Friday night vies with Saturday night for my concert highlight.
Sarah Cahill, a fabulous new-music pianist with an impecible ear for interpretation presented a concert of minimalist and minimalist-inspired pieces. Each work was an exquisite gem, including
a reconstruction by Kyle Gann of an improvisatory work by
Harold Budd and selections from Mamoru Fujiedo's
Patterns of Plants. Rarely have I heard a piano recital in which every work is played with utter conviction and every work connects with the audience. Sarah is an artist who doesn't go through the motions, but rather inhabits each piece and opens the door for her audience and then invites them in.

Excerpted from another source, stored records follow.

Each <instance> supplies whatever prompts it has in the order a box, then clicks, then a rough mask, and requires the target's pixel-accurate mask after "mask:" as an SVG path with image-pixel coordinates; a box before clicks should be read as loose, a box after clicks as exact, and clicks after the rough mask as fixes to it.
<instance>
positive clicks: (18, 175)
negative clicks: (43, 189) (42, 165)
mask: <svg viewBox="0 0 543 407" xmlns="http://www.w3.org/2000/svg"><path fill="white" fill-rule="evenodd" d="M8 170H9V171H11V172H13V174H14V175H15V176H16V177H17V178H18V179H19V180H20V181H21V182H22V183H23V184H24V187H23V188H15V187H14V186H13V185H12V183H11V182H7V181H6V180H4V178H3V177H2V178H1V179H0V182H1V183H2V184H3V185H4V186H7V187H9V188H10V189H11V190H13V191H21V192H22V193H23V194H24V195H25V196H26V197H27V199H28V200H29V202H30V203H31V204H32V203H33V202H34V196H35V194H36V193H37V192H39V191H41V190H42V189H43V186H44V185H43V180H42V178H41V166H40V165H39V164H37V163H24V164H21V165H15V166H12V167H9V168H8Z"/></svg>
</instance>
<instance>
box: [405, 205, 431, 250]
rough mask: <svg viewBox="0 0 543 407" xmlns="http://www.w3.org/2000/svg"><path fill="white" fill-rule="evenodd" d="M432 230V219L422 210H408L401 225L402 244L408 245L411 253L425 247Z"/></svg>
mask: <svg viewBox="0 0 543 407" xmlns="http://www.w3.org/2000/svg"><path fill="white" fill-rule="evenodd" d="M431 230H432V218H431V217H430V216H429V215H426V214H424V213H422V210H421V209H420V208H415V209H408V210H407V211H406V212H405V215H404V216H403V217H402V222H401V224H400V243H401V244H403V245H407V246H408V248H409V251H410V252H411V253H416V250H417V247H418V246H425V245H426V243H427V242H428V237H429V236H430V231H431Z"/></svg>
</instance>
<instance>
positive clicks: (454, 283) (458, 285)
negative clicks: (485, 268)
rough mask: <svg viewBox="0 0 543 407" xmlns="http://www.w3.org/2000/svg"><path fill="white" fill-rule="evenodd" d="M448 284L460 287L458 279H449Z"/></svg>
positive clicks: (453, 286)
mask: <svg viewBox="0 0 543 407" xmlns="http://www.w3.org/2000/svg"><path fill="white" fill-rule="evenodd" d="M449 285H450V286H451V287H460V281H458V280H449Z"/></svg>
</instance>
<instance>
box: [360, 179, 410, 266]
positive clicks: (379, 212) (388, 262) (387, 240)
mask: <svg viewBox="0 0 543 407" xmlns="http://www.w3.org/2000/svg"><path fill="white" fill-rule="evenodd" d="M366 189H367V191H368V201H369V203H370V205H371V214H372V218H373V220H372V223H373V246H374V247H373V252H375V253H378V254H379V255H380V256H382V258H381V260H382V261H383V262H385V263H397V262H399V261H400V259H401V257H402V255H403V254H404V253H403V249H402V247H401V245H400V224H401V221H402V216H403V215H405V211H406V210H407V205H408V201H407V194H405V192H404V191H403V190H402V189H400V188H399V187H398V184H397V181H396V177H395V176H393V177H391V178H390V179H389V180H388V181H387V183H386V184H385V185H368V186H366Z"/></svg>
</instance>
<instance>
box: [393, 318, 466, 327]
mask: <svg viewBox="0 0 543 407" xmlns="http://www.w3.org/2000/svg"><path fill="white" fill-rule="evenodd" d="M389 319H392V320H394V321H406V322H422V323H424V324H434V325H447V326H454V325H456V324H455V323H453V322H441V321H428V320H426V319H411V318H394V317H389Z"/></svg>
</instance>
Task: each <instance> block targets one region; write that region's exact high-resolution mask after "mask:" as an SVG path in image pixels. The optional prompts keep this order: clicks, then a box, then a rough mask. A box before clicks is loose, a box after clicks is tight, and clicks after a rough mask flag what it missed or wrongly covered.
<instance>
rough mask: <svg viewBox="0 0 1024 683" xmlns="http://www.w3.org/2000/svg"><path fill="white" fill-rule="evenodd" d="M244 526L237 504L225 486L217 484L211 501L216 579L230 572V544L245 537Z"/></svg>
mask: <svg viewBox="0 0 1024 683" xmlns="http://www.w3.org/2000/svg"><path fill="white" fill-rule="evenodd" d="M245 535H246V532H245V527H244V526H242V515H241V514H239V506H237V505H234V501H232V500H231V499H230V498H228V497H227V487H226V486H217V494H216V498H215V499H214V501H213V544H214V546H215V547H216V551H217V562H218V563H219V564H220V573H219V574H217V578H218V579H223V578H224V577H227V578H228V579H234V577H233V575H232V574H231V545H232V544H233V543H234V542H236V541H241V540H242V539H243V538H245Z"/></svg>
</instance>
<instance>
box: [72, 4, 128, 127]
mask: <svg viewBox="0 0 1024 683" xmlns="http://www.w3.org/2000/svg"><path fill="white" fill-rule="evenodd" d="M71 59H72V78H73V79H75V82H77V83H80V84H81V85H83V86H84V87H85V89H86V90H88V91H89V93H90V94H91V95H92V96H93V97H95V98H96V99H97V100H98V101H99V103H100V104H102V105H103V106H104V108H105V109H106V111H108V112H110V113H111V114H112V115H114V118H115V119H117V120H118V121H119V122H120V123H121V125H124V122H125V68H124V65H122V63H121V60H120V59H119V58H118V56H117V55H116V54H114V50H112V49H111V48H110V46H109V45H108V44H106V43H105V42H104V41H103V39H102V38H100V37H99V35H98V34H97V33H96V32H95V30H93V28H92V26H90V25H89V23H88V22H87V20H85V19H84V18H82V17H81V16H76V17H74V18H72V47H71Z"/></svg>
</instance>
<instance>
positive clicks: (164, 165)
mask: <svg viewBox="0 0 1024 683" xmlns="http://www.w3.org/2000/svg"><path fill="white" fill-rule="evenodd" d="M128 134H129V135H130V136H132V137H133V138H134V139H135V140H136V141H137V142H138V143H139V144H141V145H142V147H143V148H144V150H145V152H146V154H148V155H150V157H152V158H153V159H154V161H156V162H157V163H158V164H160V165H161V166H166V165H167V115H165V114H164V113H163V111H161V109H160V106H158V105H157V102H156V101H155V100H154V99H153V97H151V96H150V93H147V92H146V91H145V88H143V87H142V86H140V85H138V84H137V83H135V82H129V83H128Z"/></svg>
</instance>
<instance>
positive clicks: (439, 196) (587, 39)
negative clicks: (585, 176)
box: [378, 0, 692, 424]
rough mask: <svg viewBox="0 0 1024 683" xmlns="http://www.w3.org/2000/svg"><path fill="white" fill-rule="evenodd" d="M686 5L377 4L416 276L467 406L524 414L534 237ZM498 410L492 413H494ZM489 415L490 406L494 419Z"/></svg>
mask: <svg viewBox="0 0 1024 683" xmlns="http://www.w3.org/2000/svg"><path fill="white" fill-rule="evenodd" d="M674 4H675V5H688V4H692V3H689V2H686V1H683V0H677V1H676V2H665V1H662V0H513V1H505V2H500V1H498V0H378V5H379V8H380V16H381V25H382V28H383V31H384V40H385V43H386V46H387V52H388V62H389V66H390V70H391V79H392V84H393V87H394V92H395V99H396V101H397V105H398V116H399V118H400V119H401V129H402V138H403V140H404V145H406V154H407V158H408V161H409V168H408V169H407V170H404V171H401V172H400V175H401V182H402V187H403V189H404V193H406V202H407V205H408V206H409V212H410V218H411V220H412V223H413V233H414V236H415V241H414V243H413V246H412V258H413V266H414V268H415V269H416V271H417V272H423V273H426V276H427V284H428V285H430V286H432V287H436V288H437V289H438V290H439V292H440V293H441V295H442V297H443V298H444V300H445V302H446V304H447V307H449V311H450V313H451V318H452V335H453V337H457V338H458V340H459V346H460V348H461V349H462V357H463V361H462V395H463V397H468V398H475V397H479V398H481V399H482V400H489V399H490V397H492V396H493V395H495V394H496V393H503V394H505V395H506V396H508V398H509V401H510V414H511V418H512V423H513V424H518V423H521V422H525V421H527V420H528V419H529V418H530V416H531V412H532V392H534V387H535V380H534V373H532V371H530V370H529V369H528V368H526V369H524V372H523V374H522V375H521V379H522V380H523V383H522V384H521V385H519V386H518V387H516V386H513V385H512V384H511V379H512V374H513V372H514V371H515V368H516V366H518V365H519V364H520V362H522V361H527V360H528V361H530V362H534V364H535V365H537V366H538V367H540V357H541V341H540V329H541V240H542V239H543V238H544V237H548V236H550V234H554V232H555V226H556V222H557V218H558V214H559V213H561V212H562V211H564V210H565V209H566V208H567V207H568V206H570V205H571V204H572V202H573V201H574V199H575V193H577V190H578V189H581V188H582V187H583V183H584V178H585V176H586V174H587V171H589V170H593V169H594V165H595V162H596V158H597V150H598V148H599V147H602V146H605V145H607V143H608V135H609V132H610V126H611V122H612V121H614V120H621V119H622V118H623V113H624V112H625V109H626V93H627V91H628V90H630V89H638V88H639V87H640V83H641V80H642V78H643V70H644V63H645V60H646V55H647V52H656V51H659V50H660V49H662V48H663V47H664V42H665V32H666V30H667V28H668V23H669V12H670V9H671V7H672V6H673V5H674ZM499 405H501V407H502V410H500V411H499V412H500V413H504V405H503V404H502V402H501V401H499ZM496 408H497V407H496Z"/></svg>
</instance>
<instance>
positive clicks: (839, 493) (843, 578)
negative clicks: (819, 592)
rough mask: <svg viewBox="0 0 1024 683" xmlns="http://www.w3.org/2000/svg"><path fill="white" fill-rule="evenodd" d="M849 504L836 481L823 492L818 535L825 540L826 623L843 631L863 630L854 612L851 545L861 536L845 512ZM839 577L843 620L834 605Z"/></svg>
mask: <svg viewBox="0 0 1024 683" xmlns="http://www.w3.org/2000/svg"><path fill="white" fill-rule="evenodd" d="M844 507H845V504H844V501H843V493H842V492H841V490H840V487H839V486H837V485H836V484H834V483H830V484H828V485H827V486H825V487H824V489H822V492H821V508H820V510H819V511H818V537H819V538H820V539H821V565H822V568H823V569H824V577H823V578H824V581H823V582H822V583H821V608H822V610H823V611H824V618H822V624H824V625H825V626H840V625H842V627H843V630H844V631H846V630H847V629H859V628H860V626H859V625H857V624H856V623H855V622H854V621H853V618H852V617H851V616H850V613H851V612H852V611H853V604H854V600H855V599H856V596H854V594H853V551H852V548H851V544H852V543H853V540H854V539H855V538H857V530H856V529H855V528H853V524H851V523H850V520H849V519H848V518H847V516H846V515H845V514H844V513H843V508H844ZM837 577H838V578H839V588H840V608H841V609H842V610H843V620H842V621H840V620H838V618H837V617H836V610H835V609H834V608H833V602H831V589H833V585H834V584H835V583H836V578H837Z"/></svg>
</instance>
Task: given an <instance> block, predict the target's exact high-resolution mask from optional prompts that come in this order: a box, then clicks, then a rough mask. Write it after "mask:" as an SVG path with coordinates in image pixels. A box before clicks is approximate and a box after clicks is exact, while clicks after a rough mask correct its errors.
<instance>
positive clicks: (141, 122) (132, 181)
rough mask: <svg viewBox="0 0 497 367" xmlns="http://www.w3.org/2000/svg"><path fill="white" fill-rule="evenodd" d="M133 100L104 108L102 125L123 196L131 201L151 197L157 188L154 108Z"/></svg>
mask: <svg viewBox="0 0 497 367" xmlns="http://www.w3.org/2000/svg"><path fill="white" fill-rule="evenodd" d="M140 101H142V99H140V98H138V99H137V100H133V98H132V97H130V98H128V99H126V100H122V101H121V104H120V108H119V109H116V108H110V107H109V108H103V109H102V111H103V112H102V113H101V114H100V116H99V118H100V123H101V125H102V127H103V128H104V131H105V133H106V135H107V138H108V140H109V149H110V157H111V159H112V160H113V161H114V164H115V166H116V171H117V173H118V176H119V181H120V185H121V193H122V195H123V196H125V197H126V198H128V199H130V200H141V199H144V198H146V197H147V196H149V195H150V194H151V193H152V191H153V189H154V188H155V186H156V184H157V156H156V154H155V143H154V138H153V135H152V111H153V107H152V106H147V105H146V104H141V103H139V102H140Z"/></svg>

Saturday night was overwhelming in every sense of the word. Legendary Charlemagne Palestine, who hasn't played in the states in years, gave a performance of his
Schlingen-
Blängen, and the name itself gives you a sense of his personality. Charlemagne always plays surrounded by teddy bears and with a glass of brandy close at hand. For the work, he manipulated an organ, slowly building up a chord of mind-blowing power, and then allowed his audience to walk around in the sound for a while. Harmonics that he was not playing spin through the air and you literally feel the work (some had to step outside because the sound is so overpowering). I've heard this work on CD several times and never have I fully understood it. His music is not expression, but experience.
The concert parade ended with a final experience, the premiere of a reconstruction of a lost early minimalist masterpiece called
November. This four-and-a-half hour piano work is perfectly constructed and flows logically for its duration. Only the most stalwart stayed for the performance, but those of us who did recognized something monumental in the music. It was a fitting capstone to an amazing week of sound.